Le narrateur rencontre un ingénieur chimiste, Nyman, qui rapporte ce que lui a raconté « un comte von Seydlitz » - un témoin direct de l’extermination par le gaz. Mais que dire, à qui, comment ? On voit alors à l’œuvre les mécanismes ordinaires de dénégation d’une vérité extraordinaire.
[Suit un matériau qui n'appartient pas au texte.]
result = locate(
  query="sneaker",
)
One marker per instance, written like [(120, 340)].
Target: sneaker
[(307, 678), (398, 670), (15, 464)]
Ce que les camarades du narrateur ne veulent pas entendre a été compris et senti par sa mère. L’ouverture de la troisième partie du roman, lue le 13 décembre 2016, dépeint le délire et le mutisme dans lequel elle s’est enfermée. Son silence, en quelque sorte, accomplit l’impossibilité d’être entendu et de parler à laquelle se heurtent les témoins. Et renvoie le narrateur à sa vocation d’écrire, un défi auquel on se doit de répondre, précisément quand ce qui doit être dit se refuse à l’écriture.
Il fallait une constitution particulière et rare pour reconnaître dans tous les phénomènes leurs conséquences ultimes. Les êtres disposant de ce don vivaient sous une menace monstrueuse car, bien que voyant plus loin et avec plus d’acuité que nous, ils ne parvenaient plus à s’affirmer dans notre monde. Pour les êtres de cette sorte, il n’existait que deux possibilités, un repli de plus en plus hermétique sur leurs hallucinations (...) ou la voie vers l’art. Mais cette voie ne restait ouverte qu’aussi longtemps que subsistait le désir de s’adresser au monde extérieur. Ce désir une fois perdu, le passage dans les régions de l’art se refermait. La frontière entre ce qui se fermait et ce qui s’ouvrait, prometteuse de guérison, existait toujours dans l’art et se reflétait dans le penchant pour la mélancolie. Les choses étaient presque telles que, dans une œuvre d’art, nous étions (...) saisis par cette plongée dans l’indicible (...). C’est ainsi que ma mère, comme dessinée par Dürer, était demeurée sous la balance, le sablier, la cloche, le tableau avec ses chiffres incompréhensibles, la tête appuyée sur sa main, pensive, inaccessible (…)
L’Esthétique de la résistance : vol. III, p. 144 de la première édition ; p. 763 de la nouvelle édition.)
Ainsi une œuvre d’art, sensibilité et connaissance d’un seul tenant, nous met-elle, à nouveau, face à notre humanité.